Dies ändert jedoch wenig daran, dass sich die Lagerbestände in den USA auf einem rekordhohen Niveau befinden. Mit dem Ende der Sommerfahrsaison und der bevorstehenden nachfrageschwachen Zeit bis zum Beginn der Heizsaison in zwei Monaten dürften die Lagerbestände in den kommenden Wochen kaum zurückgehen. Die US-Energiebehörde EIA könnte der schwachen Fundamentalsituation in den USA Rechnung tragen und ihre Prognose für die US-Ölnachfrage in ihrem heutigen Monatsbericht nach unten revidieren.

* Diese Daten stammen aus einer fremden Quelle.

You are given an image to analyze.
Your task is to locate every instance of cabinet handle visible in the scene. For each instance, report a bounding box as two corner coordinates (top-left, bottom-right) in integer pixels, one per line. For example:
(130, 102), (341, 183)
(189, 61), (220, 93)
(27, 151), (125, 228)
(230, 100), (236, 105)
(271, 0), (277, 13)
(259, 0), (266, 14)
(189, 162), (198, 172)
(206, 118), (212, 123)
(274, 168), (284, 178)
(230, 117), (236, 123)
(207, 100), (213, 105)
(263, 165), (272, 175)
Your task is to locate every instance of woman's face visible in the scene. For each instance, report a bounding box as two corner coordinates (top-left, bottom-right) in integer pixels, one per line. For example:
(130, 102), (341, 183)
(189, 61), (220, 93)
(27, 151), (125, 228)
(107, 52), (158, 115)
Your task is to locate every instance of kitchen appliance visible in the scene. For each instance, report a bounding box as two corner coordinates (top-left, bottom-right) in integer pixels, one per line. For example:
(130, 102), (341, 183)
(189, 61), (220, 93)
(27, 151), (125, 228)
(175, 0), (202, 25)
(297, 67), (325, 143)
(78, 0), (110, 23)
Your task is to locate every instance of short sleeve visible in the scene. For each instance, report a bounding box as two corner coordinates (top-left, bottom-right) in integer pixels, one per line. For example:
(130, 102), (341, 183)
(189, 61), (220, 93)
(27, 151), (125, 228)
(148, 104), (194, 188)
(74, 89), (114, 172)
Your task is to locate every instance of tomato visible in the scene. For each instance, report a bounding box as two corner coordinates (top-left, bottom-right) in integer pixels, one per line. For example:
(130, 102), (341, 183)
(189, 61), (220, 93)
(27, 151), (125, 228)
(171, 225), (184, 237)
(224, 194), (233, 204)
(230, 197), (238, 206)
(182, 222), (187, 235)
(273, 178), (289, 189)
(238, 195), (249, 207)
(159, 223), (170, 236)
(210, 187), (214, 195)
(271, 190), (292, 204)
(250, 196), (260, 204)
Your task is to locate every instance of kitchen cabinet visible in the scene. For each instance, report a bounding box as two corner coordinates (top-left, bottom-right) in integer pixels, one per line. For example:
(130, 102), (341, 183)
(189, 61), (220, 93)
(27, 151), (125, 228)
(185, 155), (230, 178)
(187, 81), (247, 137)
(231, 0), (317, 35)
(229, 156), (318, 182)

Im August-Bericht sprach die EIA noch davon, dass unter den OECD-Ländern nur die USA einen nennenswerten Zuwachs der Ölnachfrage von 150 Tsd. Barrel pro Tag in diesem und im nächsten Jahr verzeichnen würden. Angesichts der bis zuletzt gestiegenen Lagerbestände und der weitgehend enttäuschend verlaufenen Sommerfahrsaison dürfte dies zu optimistisch sein. Zwar kann es anderswo zu Aufwärtsrevisionen kommen. Insgesamt überwiegt aber das Risiko, dass auch die Prognose für die weltweite Ölnachfrage nach unten revidiert wird. Bislang geht die EIA dank der Nachfrage in den Schwellenländern für 2010 von einem Nachfrageanstieg um 1,6 Mio. Barrel pro Tag aus.
Edelmetalle
Der Goldpreis handelt aktuell bei 1.260 USD je Feinunze und somit nur noch fünf USD vom im Juni erreichten Rekordhoch entfernt. Dass der Goldpreis trotz eines festeren US-Dollar weiter steigen konnte, ist als Zeichen relativer Stärke zu werten. Entsprechend kann auch der Goldpreis in Euro kräftig zulegen. Dieser notiert am Morgen nur noch knapp unter der Marke von 1.000 EUR je Feinunze. Es dürfte nur noch eine Frage der Zeit sein, bis diese überwunden wird und Gold in USD gerechnet neue Rekordhochs markiert. Neue Sorgen über das europäische Bankensystem lassen Investoren wieder verstärkt Zuflucht in den sicheren Hafen Gold suchen. Die Gold-ETFs verzeichneten gestern Zuflüsse von knapp 4 Tonnen, wobei sich diese auf die kleineren ETFs konzentrierten. Die Nähe zum Rekordhoch dürfte weitere Anleger anlocken.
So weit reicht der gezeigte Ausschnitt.